When the client left Intel two years later and bought a business, he continued to live as lavishly as before, chipping steadily away at his windfall all the while. When the client's account inevitably dipped below the firm's $1 million minimum, Carmichael did the only thing he could: He asked his client to find another advisor.
WHEN GOOD LUCK IS BAD
When a small-business client comes into a sudden windfall, it ought to be an overwhelmingly positive event. Unfortunately some clients get overwhelmed in the wrong way — and end up making silly decisions, such as entering into lousy business deals or getting caught up in searches for something to fill the void their departed job left behind.

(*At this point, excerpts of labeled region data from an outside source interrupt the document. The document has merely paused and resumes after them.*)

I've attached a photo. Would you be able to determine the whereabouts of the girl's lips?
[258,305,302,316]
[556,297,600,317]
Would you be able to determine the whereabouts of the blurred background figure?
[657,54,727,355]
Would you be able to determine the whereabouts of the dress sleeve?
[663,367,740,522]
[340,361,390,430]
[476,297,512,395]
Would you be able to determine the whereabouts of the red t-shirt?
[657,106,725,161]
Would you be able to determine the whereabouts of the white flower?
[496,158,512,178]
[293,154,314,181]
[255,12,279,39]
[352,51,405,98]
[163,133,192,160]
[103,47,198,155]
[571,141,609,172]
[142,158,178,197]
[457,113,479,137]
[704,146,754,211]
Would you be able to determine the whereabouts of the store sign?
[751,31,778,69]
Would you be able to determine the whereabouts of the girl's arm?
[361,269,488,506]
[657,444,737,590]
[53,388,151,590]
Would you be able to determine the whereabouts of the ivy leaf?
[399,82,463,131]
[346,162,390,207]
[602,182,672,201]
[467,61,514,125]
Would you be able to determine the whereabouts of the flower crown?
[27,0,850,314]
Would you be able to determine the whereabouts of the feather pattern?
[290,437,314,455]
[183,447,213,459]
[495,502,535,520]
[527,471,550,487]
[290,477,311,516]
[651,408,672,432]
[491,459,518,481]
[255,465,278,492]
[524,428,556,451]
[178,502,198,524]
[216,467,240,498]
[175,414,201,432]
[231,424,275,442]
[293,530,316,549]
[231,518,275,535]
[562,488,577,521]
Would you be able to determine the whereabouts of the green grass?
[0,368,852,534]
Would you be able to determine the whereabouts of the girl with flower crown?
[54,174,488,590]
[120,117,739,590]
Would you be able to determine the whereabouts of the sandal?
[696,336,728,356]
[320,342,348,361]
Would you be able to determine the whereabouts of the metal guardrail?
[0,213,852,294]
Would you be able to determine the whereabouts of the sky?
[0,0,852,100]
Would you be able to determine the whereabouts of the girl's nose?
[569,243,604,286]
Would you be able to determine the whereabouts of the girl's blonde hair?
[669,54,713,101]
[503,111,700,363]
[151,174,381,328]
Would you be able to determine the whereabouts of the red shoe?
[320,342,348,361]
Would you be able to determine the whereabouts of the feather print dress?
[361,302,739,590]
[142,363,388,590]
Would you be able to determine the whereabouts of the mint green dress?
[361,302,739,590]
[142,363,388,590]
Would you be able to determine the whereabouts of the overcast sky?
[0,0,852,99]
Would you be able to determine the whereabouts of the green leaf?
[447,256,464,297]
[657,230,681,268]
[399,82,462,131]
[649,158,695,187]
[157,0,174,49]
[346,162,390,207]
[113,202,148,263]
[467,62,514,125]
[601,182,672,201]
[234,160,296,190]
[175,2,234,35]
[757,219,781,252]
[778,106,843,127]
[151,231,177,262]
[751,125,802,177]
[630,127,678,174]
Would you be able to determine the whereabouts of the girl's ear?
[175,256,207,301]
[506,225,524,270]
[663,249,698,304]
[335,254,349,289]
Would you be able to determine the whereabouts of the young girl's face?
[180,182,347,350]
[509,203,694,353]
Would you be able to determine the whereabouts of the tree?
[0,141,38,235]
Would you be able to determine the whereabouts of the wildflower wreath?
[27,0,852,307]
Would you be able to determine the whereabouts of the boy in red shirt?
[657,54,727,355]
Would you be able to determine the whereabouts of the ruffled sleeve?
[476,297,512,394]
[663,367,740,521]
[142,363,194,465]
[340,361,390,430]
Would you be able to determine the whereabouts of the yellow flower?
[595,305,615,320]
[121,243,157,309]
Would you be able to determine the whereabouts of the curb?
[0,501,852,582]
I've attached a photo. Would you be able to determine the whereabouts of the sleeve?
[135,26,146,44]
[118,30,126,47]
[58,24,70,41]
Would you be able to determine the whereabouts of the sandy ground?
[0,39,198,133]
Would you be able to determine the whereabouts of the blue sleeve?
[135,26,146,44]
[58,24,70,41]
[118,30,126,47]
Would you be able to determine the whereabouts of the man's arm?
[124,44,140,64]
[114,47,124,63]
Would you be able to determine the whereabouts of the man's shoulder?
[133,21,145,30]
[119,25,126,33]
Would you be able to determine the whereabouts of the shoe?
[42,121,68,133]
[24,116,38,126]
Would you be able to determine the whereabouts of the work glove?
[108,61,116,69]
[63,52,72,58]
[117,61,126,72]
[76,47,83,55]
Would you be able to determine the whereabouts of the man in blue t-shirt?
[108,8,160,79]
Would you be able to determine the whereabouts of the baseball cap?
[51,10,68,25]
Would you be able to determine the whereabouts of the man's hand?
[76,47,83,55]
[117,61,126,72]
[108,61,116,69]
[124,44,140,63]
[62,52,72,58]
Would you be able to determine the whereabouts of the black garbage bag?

Play your cards right, though, and your client's good fortune can be both his and yours. The positives of a windfall-laden client are pretty obvious: Not only does it bring you assets you didn't have before, but the services you provide the client could very well end up cementing your position as the go-to financial advisor for his clan.
“If you build the relationship, you can become a trusted consigliore for multiple generations,” says Stephen Goldbart, a psychologist and co-founder of Money Meaning & Choices Institute in Kentfield, Calif. (He also runs workshops for financial advisors on how to deal with newly wealthy clients.) Harlan Kappel agrees: “For the financial advisor working with businesses, this is the most rewarding and exciting thing that happens,” says the financial advisor with American Express in Dallas.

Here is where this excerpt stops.